Sustainability Tip: bottled water might not actually be cleaner than regular tap water | VailDaily.com

Sustainability Tip: bottled water might not actually be cleaner than regular tap water

Stephen Beane
Sustainability Tip
An estimated 25% of bottled water is acutally tap water, research shows. Be green and stay hydrated by learning about your local tap water and using reusable containers.
Special to the Daily

Did you know that some people are spending more than 10,000 times more money per gallon for bottled water than they would for tap water? Recently, public concerns about tap-water quality have led to booming bottled water sales. However, the federal government does not require bottled water to be safer than tap water.

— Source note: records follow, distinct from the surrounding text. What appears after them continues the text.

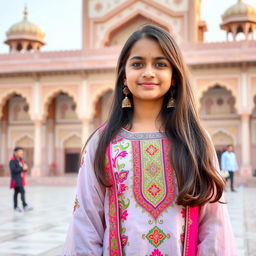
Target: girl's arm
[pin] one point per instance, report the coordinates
(86, 230)
(215, 231)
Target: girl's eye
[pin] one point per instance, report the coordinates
(161, 65)
(137, 64)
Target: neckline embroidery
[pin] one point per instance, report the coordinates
(140, 135)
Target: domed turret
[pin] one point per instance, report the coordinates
(240, 17)
(25, 36)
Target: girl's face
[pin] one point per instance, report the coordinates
(148, 72)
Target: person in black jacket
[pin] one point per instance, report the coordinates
(18, 171)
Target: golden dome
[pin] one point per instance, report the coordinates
(25, 30)
(240, 9)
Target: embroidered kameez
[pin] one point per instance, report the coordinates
(138, 215)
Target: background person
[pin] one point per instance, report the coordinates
(18, 170)
(229, 163)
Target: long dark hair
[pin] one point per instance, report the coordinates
(191, 151)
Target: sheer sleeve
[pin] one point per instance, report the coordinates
(215, 232)
(86, 230)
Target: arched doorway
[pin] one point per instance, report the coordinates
(61, 121)
(72, 151)
(15, 123)
(221, 140)
(218, 113)
(102, 109)
(253, 129)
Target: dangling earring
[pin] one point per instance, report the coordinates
(171, 102)
(126, 103)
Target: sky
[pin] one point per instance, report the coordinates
(61, 20)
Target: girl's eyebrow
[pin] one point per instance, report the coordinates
(141, 58)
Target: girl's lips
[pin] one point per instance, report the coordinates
(148, 85)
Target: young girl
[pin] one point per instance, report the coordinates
(148, 183)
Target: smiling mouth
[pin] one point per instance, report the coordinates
(148, 84)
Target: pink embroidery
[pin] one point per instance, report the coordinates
(124, 215)
(116, 140)
(114, 236)
(183, 213)
(154, 190)
(191, 238)
(118, 154)
(162, 193)
(76, 205)
(121, 176)
(82, 162)
(156, 252)
(121, 189)
(124, 240)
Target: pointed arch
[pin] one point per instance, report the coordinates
(10, 93)
(97, 95)
(224, 134)
(130, 19)
(69, 136)
(24, 137)
(55, 92)
(201, 91)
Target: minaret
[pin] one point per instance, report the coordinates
(25, 36)
(240, 17)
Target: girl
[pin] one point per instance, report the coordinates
(148, 183)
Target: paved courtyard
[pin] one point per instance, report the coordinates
(42, 231)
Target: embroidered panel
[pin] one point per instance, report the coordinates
(153, 180)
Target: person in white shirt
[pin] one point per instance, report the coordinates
(229, 163)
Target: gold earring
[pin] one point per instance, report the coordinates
(171, 102)
(126, 103)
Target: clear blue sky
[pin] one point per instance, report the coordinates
(61, 20)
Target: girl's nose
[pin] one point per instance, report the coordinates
(148, 73)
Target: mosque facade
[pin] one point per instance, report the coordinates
(50, 102)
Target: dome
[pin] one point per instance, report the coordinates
(25, 30)
(240, 9)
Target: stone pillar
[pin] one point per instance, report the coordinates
(51, 141)
(85, 105)
(3, 145)
(85, 130)
(245, 167)
(36, 170)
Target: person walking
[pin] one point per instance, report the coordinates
(18, 170)
(229, 163)
(149, 181)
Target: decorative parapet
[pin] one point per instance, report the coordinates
(106, 58)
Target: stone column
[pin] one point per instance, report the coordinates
(51, 141)
(36, 170)
(3, 145)
(85, 130)
(245, 167)
(85, 105)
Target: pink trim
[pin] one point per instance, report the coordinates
(153, 210)
(191, 232)
(114, 236)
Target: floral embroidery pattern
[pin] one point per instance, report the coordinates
(153, 180)
(151, 150)
(120, 176)
(153, 169)
(156, 236)
(76, 205)
(156, 252)
(154, 190)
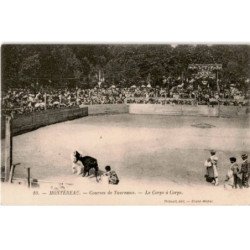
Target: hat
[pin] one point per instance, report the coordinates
(233, 159)
(244, 156)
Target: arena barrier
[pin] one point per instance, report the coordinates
(188, 110)
(28, 122)
(102, 109)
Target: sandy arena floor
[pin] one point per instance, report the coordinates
(139, 147)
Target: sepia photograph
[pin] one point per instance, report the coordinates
(125, 124)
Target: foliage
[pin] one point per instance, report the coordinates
(74, 65)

According to the Natural Resources Defense Council, tap water in most big cities must be disinfected, filtered to remove pathogens and tested for cryptosporidium and giardia viruses. Bottled water is not subject to these regulations. For example, bottled-water plants must test for coliform bacteria just once a week — city tap needs to be tested 100 or more times a month. An NRDC study from 1999 found that 25-30% of water sold in plastic bottles is city tap water.

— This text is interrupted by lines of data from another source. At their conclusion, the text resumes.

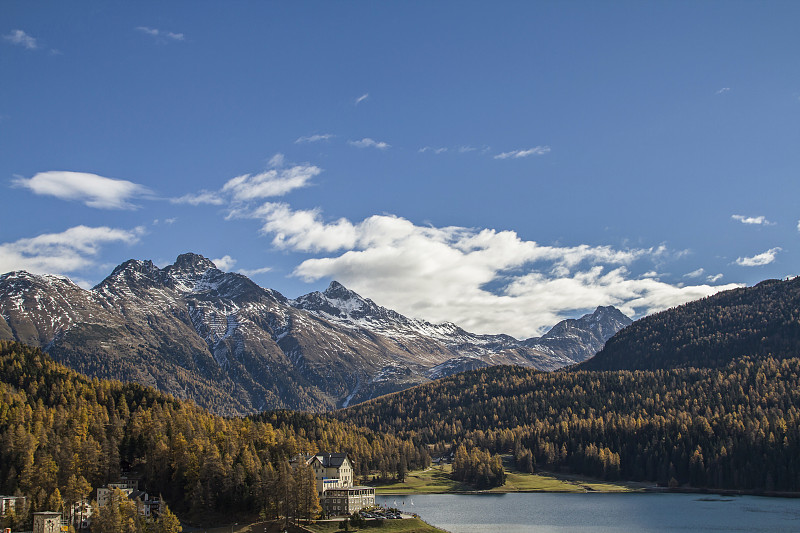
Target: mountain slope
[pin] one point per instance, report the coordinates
(196, 332)
(754, 321)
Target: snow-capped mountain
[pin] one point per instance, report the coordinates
(194, 331)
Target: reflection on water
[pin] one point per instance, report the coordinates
(600, 513)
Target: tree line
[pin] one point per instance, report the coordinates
(735, 427)
(62, 434)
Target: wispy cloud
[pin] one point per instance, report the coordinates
(20, 38)
(440, 150)
(759, 220)
(314, 138)
(442, 274)
(160, 34)
(254, 272)
(695, 273)
(199, 198)
(276, 181)
(270, 183)
(69, 251)
(90, 189)
(366, 142)
(225, 263)
(761, 259)
(516, 154)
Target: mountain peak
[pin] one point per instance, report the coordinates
(192, 262)
(337, 291)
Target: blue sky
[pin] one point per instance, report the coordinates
(499, 165)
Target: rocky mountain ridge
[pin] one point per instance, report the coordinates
(196, 332)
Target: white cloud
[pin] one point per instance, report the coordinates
(160, 34)
(515, 154)
(761, 259)
(366, 142)
(759, 220)
(248, 187)
(20, 38)
(254, 272)
(225, 262)
(58, 253)
(314, 138)
(198, 198)
(695, 273)
(273, 182)
(277, 161)
(487, 281)
(91, 189)
(431, 149)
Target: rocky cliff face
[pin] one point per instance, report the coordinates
(194, 331)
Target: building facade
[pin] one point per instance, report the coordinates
(11, 503)
(46, 522)
(334, 473)
(344, 501)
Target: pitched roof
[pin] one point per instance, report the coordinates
(329, 460)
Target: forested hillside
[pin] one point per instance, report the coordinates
(756, 321)
(735, 427)
(62, 434)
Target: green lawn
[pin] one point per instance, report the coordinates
(430, 481)
(436, 479)
(407, 525)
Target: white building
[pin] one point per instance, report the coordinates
(46, 522)
(9, 503)
(334, 473)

Avoiding plastic water bottles is better for the health of the planet, but it is also beneficial to your health. Join Walking Mountains’ Plastic Free July Pledge @ walkingmountains.org/plasticfree to help reduce your plastic consumption, post how you are reducing plastic waste, and learn what others are doing to be part of.

Here are three tips for drinking safe water and protecting our environment.

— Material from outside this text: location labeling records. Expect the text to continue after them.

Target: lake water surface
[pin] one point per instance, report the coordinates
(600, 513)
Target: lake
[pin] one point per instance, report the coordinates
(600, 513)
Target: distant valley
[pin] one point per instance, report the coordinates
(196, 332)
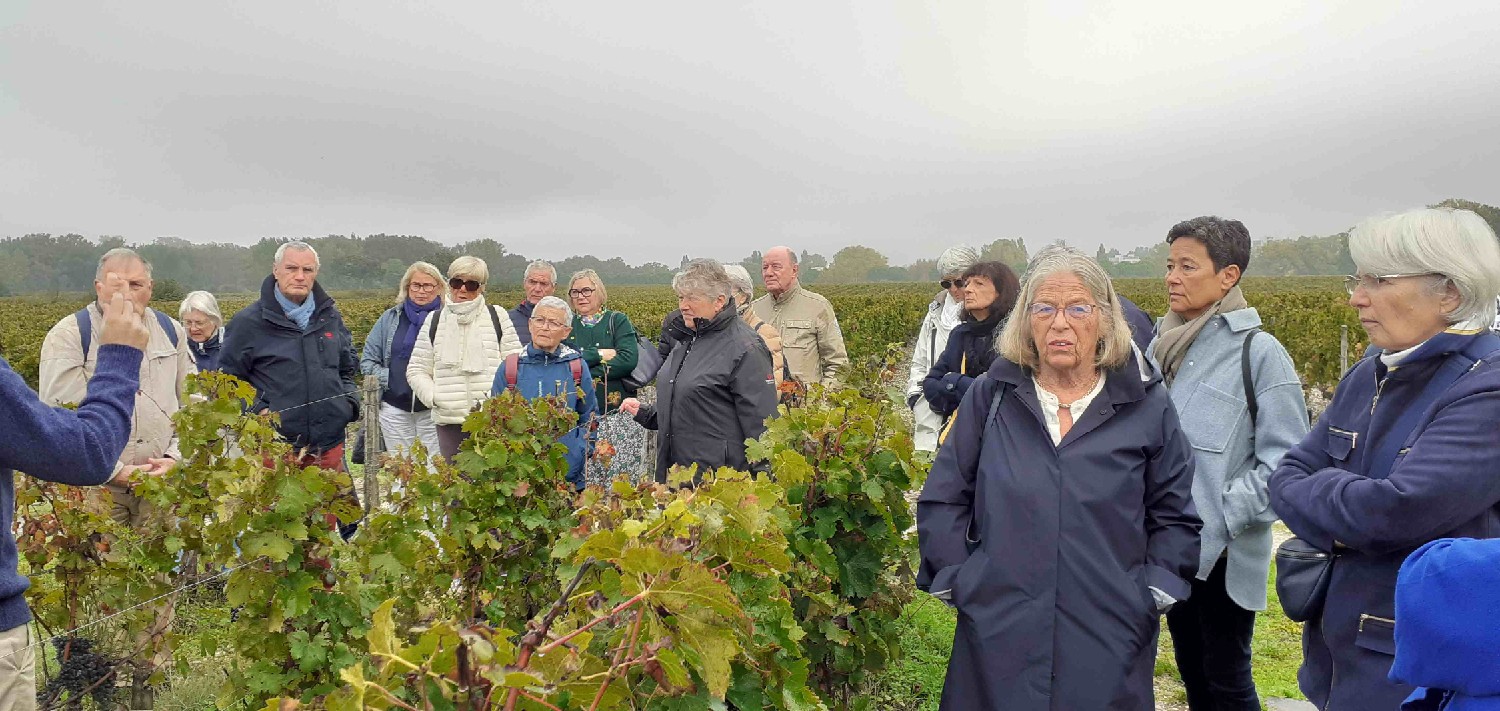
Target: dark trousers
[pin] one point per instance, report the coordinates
(1211, 638)
(450, 437)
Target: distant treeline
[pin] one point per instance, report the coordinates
(45, 263)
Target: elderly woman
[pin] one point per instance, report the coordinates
(1056, 516)
(204, 324)
(404, 419)
(744, 293)
(458, 350)
(608, 341)
(549, 368)
(1209, 344)
(989, 294)
(716, 389)
(1406, 452)
(944, 314)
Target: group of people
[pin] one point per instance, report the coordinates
(1085, 485)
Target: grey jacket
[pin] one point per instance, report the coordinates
(714, 392)
(1233, 459)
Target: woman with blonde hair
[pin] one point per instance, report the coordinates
(458, 350)
(387, 351)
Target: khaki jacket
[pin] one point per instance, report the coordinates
(65, 378)
(773, 341)
(812, 341)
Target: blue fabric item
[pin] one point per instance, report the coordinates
(206, 354)
(305, 374)
(1448, 635)
(1235, 455)
(54, 444)
(521, 318)
(299, 314)
(1442, 485)
(1055, 605)
(542, 374)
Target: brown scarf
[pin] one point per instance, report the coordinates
(1176, 335)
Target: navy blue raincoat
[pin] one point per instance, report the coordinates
(1049, 552)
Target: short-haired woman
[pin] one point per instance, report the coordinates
(716, 387)
(404, 419)
(458, 350)
(1056, 516)
(1406, 453)
(989, 294)
(204, 324)
(608, 341)
(1203, 357)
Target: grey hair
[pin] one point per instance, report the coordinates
(1226, 240)
(296, 246)
(471, 267)
(1457, 245)
(956, 260)
(740, 279)
(204, 303)
(1016, 342)
(540, 266)
(551, 302)
(704, 278)
(419, 267)
(120, 254)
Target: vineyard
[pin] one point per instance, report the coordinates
(1304, 312)
(488, 585)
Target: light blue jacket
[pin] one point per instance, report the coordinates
(1233, 459)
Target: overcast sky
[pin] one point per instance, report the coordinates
(711, 128)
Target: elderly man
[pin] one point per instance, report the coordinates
(812, 342)
(294, 348)
(71, 357)
(80, 449)
(540, 281)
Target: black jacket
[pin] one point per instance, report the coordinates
(969, 353)
(714, 392)
(291, 368)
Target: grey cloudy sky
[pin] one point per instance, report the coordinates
(713, 128)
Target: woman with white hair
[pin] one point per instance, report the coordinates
(458, 350)
(204, 324)
(716, 389)
(1404, 455)
(944, 314)
(1058, 515)
(404, 419)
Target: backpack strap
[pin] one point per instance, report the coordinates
(1248, 380)
(84, 329)
(512, 369)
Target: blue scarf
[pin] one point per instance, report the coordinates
(407, 338)
(299, 314)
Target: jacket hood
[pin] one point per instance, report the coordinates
(1448, 629)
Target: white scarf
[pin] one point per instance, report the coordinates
(465, 348)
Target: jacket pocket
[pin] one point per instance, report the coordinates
(1340, 443)
(1377, 633)
(1211, 417)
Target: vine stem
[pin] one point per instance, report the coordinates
(620, 656)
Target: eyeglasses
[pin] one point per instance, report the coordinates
(1371, 282)
(464, 284)
(1047, 312)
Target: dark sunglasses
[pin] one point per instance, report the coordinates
(464, 284)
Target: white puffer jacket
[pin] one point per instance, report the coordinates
(441, 381)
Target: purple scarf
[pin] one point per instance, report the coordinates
(407, 339)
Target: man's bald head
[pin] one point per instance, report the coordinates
(779, 270)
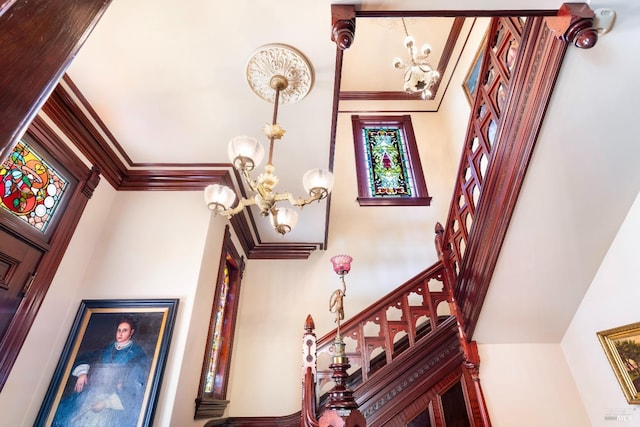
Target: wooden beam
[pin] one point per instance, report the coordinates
(38, 40)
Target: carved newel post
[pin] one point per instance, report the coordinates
(341, 409)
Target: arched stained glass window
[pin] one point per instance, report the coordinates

1. Learn what type of water is coming out of your tap. Call your state drinking-water program or the Environmental Protection Agency’s Safe Drinking Water Hotline (800-426-4791) for a list of contacts.

2. Buy a certified NSF water filter for your tap at home. Your water report will point out possible risks to health; fortunately, a home filter designed explicitly to strip contaminants will resolve most cases.

3. Ditch the plastic water bottles and drink out of a reusable container that you can fill up at home or on the go.